The indispensable presupposition, without doubt, of all peaceful intercourse between nations, and the very soul of the juridical relations in force among them, is mutual trust: the expectation and conviction that each party will respect its plighted word; the certainty that both sides are convinced that “better is wisdom, than weapons of war” (Ecclesiastes ix. 18), and are ready to enter into discussion and to avoid recourse to force or to threats of force in case of delays, hindrances, changes or disputes, because all these things can be the result not of bad will, but of changed circumstances and of genuine interests in conflict.

But on the other hand, to tear the law of nations from its anchor in Divine law, to base it on the autonomous will of States, is to dethrone that very law and deprive it of its noblest and strongest qualities. Thus it would stand abandoned to the fatal drive of private interest and collective selfishness exclusively intent on the assertion of its own rights and ignoring those of others.

(Emphasis supplied.) All of this is to say, then, that there are connections between all nations that create a community of mankind. The common good of this community requires supranational government insofar as there are major issues confronting the community of nations that are too great for any one country to solve. Christ and His law, Pius XII teaches us, are the very foundation of these connections. This, of course, makes perfect sense in light of what St. Pius X teaches us in Notre charge apostolique: Catholic charity is the only foundation for meaningful, effective solidarity. Thus, Catholics may only constitute 17.8% of the world population, but that does not change the fact that Christ and His Church are the very bedrock of the international community and the only hope for effective international solidarity. The demographic issue is, strictly speaking, simply not relevant.

However, that is a profoundly unsatisfying answer, because, in concrete terms, demographics do matter. (Just ask anyone who ever lost an election.) It is, of course, important to think in concrete terms when considering questions like supranational government, especially a supranational government that challenges some of the assumptions currently governing supranational authorities. To put it another way: if Catholics are to think about what must be done, the consideration of how it must be done is hugely important. And, in politics, how it must be done often involves a serious consideration of demographics. Yet, at the same time, we must avoid giving the impression that the teachings of the good and holy popes of the modern age—indeed, the teachings of Christ and His Church more generally—are but one voice among many, competing in the marketplace of ideas. That is manifestly not the case.

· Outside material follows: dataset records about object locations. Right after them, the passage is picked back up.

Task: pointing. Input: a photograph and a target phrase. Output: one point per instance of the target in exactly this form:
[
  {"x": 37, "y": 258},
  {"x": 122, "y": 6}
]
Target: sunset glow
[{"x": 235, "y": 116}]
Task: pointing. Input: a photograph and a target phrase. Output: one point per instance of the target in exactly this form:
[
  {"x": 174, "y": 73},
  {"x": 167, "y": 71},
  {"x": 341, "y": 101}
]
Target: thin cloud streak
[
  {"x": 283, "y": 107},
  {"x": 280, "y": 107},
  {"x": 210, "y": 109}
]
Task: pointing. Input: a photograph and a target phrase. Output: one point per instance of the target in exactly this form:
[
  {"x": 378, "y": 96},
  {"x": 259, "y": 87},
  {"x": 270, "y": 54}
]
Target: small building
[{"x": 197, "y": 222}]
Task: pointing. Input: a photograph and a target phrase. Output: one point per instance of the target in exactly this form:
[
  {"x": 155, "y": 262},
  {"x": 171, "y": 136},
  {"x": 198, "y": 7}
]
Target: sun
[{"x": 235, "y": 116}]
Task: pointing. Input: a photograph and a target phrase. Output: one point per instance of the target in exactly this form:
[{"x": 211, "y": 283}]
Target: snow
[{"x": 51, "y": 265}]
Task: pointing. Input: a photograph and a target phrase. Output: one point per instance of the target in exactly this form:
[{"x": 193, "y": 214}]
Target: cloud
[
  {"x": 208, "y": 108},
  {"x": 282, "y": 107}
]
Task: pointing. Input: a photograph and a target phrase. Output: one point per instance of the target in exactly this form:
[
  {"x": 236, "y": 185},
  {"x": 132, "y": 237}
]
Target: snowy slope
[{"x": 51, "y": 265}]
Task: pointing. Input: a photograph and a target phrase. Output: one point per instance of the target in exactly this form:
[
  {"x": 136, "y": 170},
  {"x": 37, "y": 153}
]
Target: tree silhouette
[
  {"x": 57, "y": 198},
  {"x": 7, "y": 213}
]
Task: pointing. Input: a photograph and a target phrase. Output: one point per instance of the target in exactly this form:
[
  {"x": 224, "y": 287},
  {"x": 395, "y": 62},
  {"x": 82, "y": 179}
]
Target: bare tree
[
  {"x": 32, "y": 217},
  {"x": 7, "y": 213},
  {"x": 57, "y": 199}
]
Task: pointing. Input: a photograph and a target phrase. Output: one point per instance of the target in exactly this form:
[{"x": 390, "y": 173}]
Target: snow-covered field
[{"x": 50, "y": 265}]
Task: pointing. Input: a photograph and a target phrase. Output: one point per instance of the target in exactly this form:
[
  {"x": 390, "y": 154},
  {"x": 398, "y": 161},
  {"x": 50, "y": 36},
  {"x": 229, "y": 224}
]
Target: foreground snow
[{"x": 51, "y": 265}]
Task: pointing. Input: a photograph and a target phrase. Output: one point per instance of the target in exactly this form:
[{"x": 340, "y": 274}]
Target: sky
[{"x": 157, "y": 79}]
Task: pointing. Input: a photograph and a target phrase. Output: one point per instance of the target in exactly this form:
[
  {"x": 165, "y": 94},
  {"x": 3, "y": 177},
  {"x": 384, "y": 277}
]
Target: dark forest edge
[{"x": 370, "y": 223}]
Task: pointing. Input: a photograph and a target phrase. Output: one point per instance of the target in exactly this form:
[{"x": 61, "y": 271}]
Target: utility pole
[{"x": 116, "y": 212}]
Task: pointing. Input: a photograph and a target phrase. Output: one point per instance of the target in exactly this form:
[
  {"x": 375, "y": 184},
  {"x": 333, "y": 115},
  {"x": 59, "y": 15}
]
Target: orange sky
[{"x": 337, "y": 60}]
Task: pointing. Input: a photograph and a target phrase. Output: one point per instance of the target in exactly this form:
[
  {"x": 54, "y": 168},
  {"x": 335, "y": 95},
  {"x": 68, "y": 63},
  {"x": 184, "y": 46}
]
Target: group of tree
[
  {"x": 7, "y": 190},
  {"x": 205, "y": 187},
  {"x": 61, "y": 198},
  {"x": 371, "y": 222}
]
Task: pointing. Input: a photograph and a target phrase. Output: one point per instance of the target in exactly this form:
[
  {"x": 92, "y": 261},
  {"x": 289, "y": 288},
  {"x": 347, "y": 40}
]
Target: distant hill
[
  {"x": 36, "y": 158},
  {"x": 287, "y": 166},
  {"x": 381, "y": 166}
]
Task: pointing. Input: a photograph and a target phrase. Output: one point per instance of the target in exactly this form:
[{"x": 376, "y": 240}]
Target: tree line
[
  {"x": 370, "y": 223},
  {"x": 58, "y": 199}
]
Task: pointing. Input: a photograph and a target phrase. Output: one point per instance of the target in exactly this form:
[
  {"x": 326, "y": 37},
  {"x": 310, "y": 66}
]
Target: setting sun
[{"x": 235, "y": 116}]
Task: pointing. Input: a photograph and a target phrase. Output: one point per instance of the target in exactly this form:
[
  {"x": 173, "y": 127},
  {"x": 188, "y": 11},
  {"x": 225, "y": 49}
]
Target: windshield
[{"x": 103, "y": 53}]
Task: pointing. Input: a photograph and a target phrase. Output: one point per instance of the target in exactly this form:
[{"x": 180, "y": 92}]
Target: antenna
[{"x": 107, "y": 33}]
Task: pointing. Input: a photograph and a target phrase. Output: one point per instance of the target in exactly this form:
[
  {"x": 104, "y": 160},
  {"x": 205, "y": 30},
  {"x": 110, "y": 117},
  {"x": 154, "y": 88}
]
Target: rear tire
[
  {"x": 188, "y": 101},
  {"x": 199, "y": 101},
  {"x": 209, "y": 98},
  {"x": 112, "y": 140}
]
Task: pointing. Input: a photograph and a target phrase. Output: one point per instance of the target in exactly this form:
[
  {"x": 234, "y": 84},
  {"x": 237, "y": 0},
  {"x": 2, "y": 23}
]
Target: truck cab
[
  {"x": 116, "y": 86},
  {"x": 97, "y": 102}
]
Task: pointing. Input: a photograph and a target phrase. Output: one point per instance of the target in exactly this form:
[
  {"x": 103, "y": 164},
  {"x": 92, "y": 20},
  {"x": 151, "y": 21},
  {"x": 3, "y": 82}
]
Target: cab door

Thus, we can say that the demographic consideration, while not strictly relevant to the basic doctrinal approach to the question of supranational government, is an important one in concrete terms. How one grapples with demographics is, of course, a different question altogether, and one somewhat more difficult. However, to propose a potential line of inquiry, we wonder whether it might not be more productive to consider Catholics as a percentage of a given country, rather than as a percentage of total population. When considering supranational government, a country either joins and submits to the authority’s jurisdiction or it does not. Thus, the number of Catholics as a percentage of a given country’s electorate is more important, we think, that the number of Catholics as a percentage of the world’s total population.